The Music of David Rosenmann-Taub

Interviews • Remarks on the Piano [On composing for and playing the piano.]

Your music makes extraordinary demands on the pianist. What do you do to prepare yourself to play such works?

What helps me is to practice something much more difficult. In order to jump two meters, there is nothing better than to jump two and a half meters. And if one prepares by jumping three meters, one is very calm when jumping only two. In the case of certain pieces, I take it to the extreme and think like a person who has to jump thirty meters. I sit in my chair, not at the piano, and imagine my hands on the keyboard playing through the piece, but without moving them. That is so extremely difficult that playing the piece on the piano afterwards seems easy. Also, thinking that things are easy or difficult is a habit of mind. To do anything, if you analyze it closely, is very complex; the most insignificant motion represents an enormous number of complicated actions.

What are some unique characteristics of your approach?

One technique that appears in many of my pieces is to play two notes almost, but not quite, together. To do this in a maudlin fashion is one way that bad interpreters murder Chopin. I use it when I need a different kind of expression than can be obtained by sounding two notes together, such as a state of vacillation or insecurity. For example, in Sonatinas de Amistad, it creates an atmosphere where everything seems broken. I also use it to show a certain type of agreement being reached, since one of the things I like in life is that sometimes by a miracle, we do come into accord. In Ontogenia, such an agreement is reached, but haltingly; not with everyone singing at the same time, but instead like a vague disagreement, which at moments becomes an agreement. First, someone says: "Oh, I understand." Then another: "Yes, I understand, too." It is very difficult to play this disagreement, however: the intepreter must express with certainty that state of uncertainty, must describe with confidence the lack of confidence. It's much easier to march in unison like soldiers than to march a little bit in disorder, in an orderly disorder.

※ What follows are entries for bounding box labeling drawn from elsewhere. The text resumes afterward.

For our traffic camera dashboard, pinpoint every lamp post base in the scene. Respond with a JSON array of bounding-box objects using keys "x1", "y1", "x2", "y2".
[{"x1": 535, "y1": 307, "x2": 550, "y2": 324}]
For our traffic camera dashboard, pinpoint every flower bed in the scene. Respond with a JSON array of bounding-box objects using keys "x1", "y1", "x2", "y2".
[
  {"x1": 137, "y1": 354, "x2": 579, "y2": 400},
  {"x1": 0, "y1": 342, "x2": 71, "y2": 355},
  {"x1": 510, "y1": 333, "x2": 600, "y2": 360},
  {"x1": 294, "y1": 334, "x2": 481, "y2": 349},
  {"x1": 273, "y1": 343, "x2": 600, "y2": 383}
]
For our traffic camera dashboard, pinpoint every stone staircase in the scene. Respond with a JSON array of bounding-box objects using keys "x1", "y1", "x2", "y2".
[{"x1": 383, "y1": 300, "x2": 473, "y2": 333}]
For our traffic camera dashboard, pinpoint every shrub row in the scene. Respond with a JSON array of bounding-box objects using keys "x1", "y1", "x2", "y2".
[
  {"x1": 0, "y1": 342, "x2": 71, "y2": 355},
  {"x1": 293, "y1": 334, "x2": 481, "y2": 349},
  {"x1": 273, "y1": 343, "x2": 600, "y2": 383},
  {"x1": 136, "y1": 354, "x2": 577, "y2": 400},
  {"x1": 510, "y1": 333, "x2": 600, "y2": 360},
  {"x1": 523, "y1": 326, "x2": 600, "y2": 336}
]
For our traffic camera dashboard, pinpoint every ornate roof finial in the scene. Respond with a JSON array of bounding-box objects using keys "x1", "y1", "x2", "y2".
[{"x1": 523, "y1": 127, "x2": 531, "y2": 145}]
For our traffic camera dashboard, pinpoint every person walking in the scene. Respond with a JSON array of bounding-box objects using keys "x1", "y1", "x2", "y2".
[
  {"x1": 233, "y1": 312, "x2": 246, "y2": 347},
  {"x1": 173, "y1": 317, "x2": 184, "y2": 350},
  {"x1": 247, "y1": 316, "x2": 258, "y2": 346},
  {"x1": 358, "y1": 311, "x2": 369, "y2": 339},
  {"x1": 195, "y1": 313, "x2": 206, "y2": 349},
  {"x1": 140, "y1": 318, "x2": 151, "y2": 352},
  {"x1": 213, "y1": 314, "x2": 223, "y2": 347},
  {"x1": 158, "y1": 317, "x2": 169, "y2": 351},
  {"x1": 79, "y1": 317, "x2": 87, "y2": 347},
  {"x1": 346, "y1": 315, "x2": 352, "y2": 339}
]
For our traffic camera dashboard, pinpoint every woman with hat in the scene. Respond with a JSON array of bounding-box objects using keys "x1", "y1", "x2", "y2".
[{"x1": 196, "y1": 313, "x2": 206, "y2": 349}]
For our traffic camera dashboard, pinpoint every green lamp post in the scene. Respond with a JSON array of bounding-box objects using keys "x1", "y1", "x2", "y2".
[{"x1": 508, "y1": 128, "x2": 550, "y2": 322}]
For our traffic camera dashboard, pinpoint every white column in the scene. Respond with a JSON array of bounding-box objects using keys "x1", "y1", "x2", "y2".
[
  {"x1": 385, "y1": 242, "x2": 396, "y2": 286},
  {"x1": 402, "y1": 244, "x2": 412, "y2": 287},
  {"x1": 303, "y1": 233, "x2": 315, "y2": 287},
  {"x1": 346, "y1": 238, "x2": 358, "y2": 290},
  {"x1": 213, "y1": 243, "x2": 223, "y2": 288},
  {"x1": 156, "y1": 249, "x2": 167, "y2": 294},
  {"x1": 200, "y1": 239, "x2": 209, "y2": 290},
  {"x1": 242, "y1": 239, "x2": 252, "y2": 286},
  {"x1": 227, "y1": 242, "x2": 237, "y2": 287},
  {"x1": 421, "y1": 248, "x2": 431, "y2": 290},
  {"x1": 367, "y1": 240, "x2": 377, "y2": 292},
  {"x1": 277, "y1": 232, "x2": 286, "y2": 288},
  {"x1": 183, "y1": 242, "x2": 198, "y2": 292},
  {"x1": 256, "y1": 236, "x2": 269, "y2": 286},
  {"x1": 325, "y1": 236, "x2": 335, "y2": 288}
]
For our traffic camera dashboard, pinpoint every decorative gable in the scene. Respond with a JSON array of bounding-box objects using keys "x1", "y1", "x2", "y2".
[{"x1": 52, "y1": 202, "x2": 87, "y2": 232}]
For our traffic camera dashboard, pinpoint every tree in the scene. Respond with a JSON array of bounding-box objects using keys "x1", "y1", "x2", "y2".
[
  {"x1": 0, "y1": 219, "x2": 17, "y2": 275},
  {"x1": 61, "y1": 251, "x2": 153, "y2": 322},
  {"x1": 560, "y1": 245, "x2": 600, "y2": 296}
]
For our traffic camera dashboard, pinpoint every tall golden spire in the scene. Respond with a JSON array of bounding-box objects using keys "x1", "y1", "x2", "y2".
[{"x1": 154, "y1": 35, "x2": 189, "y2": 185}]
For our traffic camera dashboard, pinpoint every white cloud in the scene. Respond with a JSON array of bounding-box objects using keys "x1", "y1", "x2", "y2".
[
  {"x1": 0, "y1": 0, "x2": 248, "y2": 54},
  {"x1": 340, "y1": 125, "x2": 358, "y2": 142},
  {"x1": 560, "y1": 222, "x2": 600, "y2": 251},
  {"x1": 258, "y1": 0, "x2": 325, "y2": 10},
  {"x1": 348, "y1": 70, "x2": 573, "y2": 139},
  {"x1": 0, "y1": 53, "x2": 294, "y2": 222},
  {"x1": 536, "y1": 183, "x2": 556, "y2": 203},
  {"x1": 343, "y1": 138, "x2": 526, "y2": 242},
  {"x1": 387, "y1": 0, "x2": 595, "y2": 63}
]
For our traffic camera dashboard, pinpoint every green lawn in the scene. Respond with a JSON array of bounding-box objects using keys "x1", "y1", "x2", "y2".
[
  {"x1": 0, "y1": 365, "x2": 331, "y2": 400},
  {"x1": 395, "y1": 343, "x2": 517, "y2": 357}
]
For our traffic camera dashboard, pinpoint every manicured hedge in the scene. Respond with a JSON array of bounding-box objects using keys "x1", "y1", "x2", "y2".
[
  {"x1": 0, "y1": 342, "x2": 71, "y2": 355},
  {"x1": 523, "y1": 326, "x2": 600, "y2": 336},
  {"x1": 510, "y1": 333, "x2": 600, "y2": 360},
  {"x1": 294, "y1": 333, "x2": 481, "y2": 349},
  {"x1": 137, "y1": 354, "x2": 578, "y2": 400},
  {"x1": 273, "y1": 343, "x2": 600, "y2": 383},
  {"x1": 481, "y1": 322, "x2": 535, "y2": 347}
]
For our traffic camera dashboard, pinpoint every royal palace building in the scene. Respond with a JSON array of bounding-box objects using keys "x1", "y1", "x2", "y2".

What led to your compositions for multiple pianos?

I have always thought of the piano as an autonomous instrument, one that doesn't always mix well with other instruments that also have strong personalities. In general, I don't enjoy piano concertos; they have always seemed to me to be created for the pianist to show off. But combining piano with piano is different; it gives the piano an expanded territory. The sonority of two or more pianos is for me like a new instrument.

What music for piano has had special value for you?

The Well-Tempered Clavier and the English and French Suites of J.S. Bach (on the piano, not the harpsichord), certain sonatas of Haydn and Beethoven, the Nocturnes and Mazurkas of Chopin, the Preludes and Éloge of Debussy, the Ludus Tonalis of Hindemith, the Twenty-four Preludes and Fugues of Shostakovich, the Twenty-four Fugues of Hans Gál, the Sonata of Stravinsky, Almería of Albéniz, the Tales of an old Grandmother by Prokofiev.